Maître Alain Cottagnoud, avocat à Sion et ancien conseiller communal de cette ville, peu lié d’amitié avec les PDC claniques, n’a pas mâché ses mots ses mots le 27 janvier 2026 sur le fil de Facebook, confirmant d’ailleurs en substance les paroles qu’il avait prononcées pour MPCM lors de l’une des émissions les plus regardées de la série ;
« GRAND CONSEIL :LE MUR DES CONS. Dans cette période difficile pour la justice valaisanne, on oublie de rappeler que la Procureure générale Pilloud a hérité d‘un Office central du Ministère public gangrené par son prédécesseur Dubuis. Les vrais responsables de cette chienlit sont les députés PDC qui on voté Dubuis le 12 décembre 2012, au détriment du Procureur Elsig. On devrait inscrire le nom de ces 8 députés PDC de la Commission de justice de cette époque, presidée par Philipp Matthias Bregy (président actuel du parti du Centre) et son vice -président Serge Metrailler (PDC ) , sur le mur de la salle des pas perdus du Grand Conseil. »
Cette chienlit laissée à la procureure générale et à son adjointe par l’ancien bureau central du ministère public cantonal dirigé par la perle absolue de la justice pénale valaisanne Nicolas Dubuis, on la retrouve dans Le Nouvelliste du jour. Confrontée à nouveau à un dossier pourri, la procureure Cindy Kämpf s’est trouvée dans une situation presque grotesque puisque le dossier dont elle a reçu la charge, surgi une fois encore du passé, a été renvoyé par le tribunal de Martigny à son expéditeur pour nouvelle expertise tant les performances des rapports officiels n’ont pas pu convaincre le tribunal de la qualité des prestations fournies.
Cet épisode anecdotique n’a pour ailleurs qu’une fonction, celle de renforcer l’argument majeur dispensé par L’1Dex depuis le 1er mai 2011, à savoir la nécessité de réorganiser et d’amé’iorer les ressources – surtout en vocations humaines – du parquet valaisan pris aujourd’hui sous le joig du Constellation Bar Case de Crans-Montana. En effet, les anciennes affaires politiques irrésolues sous l’ère Dubuis sont en mains du ministère public central dont beaucoup ne croient plus à la capacité de gérer vraiment ces dossiers politiques aux caractéristiques pénales évidentes que d’aucuns veulent ignorer pour ne pas avoir à reconnaître que des fonctionnaires, des élus, des avocats, des magistrats même ont franchi toutes les limites de la décence morale et pénale.

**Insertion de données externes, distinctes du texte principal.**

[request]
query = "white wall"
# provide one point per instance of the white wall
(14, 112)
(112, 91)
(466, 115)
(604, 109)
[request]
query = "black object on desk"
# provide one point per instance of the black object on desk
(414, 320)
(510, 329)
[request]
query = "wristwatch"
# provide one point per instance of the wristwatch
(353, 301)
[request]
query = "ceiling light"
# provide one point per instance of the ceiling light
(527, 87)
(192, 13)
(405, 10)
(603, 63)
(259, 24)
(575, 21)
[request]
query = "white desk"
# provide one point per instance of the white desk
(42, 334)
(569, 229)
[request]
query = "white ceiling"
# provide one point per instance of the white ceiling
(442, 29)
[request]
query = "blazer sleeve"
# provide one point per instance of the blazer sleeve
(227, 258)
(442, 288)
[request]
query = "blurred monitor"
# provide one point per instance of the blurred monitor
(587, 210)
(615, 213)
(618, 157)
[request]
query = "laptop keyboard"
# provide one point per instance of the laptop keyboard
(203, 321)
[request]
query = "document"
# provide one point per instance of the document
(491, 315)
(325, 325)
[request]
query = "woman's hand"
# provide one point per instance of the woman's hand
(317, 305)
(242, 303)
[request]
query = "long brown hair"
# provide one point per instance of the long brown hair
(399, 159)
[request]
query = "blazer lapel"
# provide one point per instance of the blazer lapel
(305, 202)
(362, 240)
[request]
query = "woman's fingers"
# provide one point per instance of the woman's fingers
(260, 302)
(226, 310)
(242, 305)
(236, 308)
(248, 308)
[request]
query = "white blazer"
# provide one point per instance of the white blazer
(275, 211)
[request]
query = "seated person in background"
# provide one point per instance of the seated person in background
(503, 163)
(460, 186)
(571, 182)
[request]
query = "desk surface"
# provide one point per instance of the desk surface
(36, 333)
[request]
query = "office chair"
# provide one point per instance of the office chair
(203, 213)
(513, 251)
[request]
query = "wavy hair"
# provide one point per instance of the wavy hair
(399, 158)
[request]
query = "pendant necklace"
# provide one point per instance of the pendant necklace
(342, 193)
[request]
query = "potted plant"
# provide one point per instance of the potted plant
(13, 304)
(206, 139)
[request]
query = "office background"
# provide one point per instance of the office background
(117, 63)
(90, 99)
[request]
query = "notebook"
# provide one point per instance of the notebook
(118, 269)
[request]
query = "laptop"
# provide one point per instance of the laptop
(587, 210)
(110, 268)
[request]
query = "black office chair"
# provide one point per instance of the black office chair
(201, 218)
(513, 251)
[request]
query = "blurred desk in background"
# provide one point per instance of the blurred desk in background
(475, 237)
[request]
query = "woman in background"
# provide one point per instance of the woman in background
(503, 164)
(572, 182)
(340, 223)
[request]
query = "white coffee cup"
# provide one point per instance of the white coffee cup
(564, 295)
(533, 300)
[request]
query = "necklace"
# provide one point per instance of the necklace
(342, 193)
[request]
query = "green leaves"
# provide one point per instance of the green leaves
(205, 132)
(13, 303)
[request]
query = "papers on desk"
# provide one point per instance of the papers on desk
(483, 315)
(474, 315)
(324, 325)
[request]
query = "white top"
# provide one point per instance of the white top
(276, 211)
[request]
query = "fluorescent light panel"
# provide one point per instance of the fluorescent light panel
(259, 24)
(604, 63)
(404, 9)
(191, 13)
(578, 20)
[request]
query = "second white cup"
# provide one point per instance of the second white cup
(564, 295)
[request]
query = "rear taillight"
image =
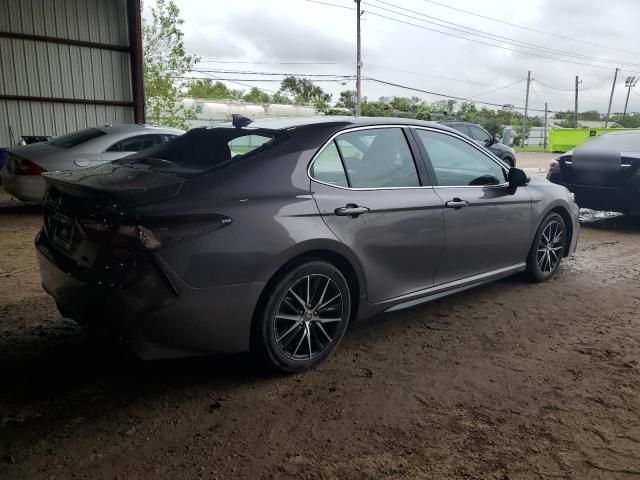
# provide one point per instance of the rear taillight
(25, 167)
(123, 236)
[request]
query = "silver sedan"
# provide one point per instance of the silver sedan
(21, 176)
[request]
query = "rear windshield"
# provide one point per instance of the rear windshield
(201, 149)
(76, 138)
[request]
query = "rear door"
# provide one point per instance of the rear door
(486, 227)
(378, 200)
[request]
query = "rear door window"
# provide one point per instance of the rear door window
(378, 158)
(328, 168)
(461, 128)
(479, 134)
(247, 143)
(76, 138)
(135, 144)
(457, 163)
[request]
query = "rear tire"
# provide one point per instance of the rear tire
(304, 317)
(548, 248)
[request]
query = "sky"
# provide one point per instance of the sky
(590, 39)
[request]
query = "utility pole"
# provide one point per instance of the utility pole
(630, 82)
(544, 130)
(613, 87)
(526, 108)
(358, 63)
(575, 121)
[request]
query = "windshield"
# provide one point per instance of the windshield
(201, 149)
(76, 138)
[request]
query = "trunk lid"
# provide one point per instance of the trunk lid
(599, 169)
(107, 190)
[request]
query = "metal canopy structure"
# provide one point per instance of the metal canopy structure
(67, 65)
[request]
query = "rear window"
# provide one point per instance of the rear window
(201, 149)
(76, 138)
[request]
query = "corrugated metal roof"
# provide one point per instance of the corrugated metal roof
(51, 80)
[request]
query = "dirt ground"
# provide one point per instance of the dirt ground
(508, 381)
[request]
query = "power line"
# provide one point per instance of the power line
(531, 29)
(463, 38)
(245, 62)
(453, 97)
(492, 36)
(253, 72)
(498, 89)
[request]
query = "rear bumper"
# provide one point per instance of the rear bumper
(607, 198)
(155, 313)
(28, 188)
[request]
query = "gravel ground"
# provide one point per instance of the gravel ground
(508, 381)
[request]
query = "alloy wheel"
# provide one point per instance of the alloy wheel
(550, 247)
(308, 317)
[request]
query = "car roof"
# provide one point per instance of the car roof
(286, 123)
(136, 127)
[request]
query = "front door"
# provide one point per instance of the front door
(376, 201)
(486, 227)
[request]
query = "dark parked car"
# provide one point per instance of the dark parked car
(484, 138)
(274, 236)
(604, 173)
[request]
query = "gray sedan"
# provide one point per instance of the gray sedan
(21, 176)
(275, 235)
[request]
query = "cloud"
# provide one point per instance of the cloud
(280, 38)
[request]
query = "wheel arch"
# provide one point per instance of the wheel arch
(349, 267)
(568, 223)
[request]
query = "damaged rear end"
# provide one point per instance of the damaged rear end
(105, 250)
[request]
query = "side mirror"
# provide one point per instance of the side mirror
(517, 178)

Ces circonstances singulières font dire à certains avocats peu amicaux envers la nouvelle équipe que l’incendie « accidentel » du premier janvier sera le Waterloo de la justice valaisanne.
Personnrllement j’ai une opinion différente ; ce sera l’approfondissement de ma thèse principale ; sans vocation, sans honnêteté procédurale, sans bon sens, sans courage et sans labeur, les institutions ne sont que les instruments de la volonté de ceux qui veulent du plus profond d’eux-mêmes abattre la démocratie et l’état de droit.
Cette justice valaisanne me fait penser à une télécabine pas plus moche que les autres installations mais dont le câble est tout pourri.